Mehr als zwei Fehlzeiten pro Semester können in einigen Fakultäten zum Nichtbestehen der gesamten Veranstaltung führen, unabhängig von der akademischen Leistung. Ist es an der Zeit, die Anwesenheitspflicht abzuschaffen?
Leonie Ott
ist Mitglied der Liste „emanzipatorische, undogmatische Linke.EULE“ und vertritt diese im Studierendenrat
Befürworter der Anwesenheitspflicht scheinen die Uni vor allem als Ausbildungsstätte für den Arbeitsmarkt zu sehen. Mit der Gewissheit, später einen Job zu haben, bei dem der Zwangscharakter von Arbeit recht offensichtlich ist, werden Regeln als notwendig wahrgenommen. Gleichzeitig braucht der Arbeitsmarkt aber auch eigenständig denkende und selbstdisziplinierte Personen. Mit dem Credo, sich durch den Job selbst zu verwirklichen und den Beruf zur Berufung zu machen, beuten sich vor allem diejenigen mit viel Eigenverantwortung selbst aus. Hier ist der Zwangscharakter der Arbeit weniger offensichtlich. Studierende, die solche Jobs anstreben, lehnen deshalb Regeln, die die Eigenständigkeit einschränken, eher ab. Schließlich gibt es noch die Idee einer unabhängigen Forschung, die Wissenschaft um der Wissenschaft willen betreibt. Die Universität sollte die Entwicklung von eigenständigen, kritischen Menschen fördern, wobei die politische Eingebundenheit von Wissenschaft reflektiert statt ausgeblendet werden muss.
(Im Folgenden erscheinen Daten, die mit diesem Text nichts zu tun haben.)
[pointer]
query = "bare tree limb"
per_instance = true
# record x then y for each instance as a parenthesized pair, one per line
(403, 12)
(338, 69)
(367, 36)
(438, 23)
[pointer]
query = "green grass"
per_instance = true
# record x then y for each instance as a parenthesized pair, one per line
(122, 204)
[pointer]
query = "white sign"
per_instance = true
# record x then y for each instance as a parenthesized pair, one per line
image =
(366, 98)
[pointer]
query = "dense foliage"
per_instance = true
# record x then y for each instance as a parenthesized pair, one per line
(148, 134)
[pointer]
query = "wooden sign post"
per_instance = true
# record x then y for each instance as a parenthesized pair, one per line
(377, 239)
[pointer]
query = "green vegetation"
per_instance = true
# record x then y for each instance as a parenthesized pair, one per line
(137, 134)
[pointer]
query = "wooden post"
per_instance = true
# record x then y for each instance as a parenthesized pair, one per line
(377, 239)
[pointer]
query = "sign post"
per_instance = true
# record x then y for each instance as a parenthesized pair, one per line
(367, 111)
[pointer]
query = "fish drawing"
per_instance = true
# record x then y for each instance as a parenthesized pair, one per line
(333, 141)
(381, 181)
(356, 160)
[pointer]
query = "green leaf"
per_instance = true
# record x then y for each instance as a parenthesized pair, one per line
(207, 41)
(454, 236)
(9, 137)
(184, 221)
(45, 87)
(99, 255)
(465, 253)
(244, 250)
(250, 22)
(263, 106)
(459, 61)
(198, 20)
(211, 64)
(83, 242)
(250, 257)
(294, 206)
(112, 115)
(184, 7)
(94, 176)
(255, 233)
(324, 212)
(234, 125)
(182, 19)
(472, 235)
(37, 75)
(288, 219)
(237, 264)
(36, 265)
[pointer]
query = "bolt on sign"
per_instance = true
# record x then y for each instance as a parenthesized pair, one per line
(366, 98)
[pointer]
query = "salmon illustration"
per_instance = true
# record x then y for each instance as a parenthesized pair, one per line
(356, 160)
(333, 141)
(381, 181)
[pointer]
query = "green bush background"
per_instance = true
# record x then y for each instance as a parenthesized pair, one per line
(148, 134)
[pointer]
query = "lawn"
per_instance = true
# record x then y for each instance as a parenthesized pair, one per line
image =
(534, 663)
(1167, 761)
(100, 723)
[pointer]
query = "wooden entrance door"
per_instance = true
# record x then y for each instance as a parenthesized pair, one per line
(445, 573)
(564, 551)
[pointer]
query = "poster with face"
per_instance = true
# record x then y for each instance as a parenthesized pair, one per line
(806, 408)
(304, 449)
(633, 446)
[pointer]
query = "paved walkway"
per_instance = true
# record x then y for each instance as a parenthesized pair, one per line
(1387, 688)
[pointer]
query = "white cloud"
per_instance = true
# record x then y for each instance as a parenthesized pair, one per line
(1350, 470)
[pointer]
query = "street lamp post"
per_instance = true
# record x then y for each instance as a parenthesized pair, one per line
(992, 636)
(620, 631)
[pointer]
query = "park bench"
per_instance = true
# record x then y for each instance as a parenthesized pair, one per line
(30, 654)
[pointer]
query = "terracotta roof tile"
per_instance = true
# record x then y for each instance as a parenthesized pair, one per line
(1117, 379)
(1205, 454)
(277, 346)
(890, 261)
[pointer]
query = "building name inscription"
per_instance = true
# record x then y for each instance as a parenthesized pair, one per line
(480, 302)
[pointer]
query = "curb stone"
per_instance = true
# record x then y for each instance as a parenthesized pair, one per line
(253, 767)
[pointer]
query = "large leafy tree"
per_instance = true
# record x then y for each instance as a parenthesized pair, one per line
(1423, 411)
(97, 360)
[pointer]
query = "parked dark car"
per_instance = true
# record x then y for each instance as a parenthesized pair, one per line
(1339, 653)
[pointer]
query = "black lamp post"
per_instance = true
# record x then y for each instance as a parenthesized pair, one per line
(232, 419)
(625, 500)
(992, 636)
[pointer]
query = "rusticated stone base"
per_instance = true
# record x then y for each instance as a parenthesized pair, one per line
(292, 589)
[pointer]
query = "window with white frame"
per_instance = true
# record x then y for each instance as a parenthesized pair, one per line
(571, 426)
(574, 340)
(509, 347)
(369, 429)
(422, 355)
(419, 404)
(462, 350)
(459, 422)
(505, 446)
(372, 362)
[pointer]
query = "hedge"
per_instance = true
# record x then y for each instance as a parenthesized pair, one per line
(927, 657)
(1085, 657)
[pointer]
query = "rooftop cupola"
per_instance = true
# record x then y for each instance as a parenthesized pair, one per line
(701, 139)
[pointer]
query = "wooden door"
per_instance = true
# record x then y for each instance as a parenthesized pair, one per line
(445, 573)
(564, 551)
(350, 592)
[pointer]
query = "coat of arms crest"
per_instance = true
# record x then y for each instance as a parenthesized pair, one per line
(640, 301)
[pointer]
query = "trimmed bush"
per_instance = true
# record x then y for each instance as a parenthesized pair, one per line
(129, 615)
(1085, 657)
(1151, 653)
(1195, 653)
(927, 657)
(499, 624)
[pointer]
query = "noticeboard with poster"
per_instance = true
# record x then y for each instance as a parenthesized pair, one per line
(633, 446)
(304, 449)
These 1: Die allgemeine Anwesenheitspflicht benachteiligt Personen mit Erkrankungen wie Depressionen oder Angststörungen
Das stimmt zwar, aber die Anwesenheitspflicht allein ist dabei nicht entscheidend. Bedeutender ist der Ausbau unterstützender Angebote. Vielfältige Lehre, die auf unterschiedliche Bedürfnisse eingeht, würde letztendlich allen Studierenden zu Gute kommen, auch solchen, die neben dem Studium arbeiten müssen oder Studierenden mit körperlicher Beeinträchtigung. In einigen Studienfächern kann man bereits Vorlesungen nachträglich online anhören, und es gibt die psychosoziale Beratungsstelle.
Außerdem glaube ich, dass zum Verständnis von psychischen Krankheiten neben biologischer Veranlagung auch die Art, wie Arbeit heutzutage organisiert ist, miteinbezogen werden muss. Hoher Arbeitsdruck sowie der Verlust von Selbstwirksamkeit begünstigen Depressionen, sind aber genau das, was die meisten Jobs und leider auch das Studium für viele auszeichnet.
These 2: Bestimmte Veranstaltungen leben von der Debatte und Mitwirkung der Studierenden – hierfür ist eine Anwesenheitspflicht unerlässlich
Die bloße physische Anwesenheit von mehr Studierenden führt nicht unbedingt zu einer besseren Diskussion. Menschen, die aufgrund einer psychischen Krankheit nicht kommen können, würden das auch nicht aufgrund einer Anwesenheitspflicht können, sondern scheiden wahrscheinlich eher einfach schneller aus.
Ein Umfeld, das weniger auf Zwang, sondern dem eigenen Interesse der Studierenden beruht, hat auch oder gerade ohne Anwesenheitspflicht anregende Debatten. Die Zeit berichtete erst diesen August, dass sich an der Universität Mannheim nach Abschaffung der Anwesenheitspflicht vor drei Semestern kaum etwas von dem Charakter der Seminare geändert hat. Stundenlange Diskussionen habe es weder davor noch danach gegeben.
These 3: Selbstbestimmtes Lernen und Eigenverantwortung sind Eigenschaften, die man Studierenden zutrauen sollte
Dem stimme ich zu, obgleich mit Verweis auf das im ersten Absatz Beschriebene zu fragen ist, um welche Art von Eigenverantwortung es sich hier handelt. Davon abgesehen bezweifle ich, dass bloßes Zutrauen allein reichen würde. Selbst wenn die Uni sich diese Begriffe ab morgen auf die Fahnen schreiben und alle Regeln abschaffen sollte, existieren weiterhin Normen und Anforderungen in der Gesellschaft, die nicht an den Universitätstüren halt machen.
Universitäten könnten aber vielleicht Orte sein, an denen eine alternative Norm geschaffen wird, die sich nicht an dem kapitalistischen Arbeitsverhältnis orientiert oder diesem zumindest entgegenwirkt. Das kritische Vorlesungsverzeichnis zum Beispiel ist zwar schlank, besitzt aber als studentische Initiative dennoch Potential.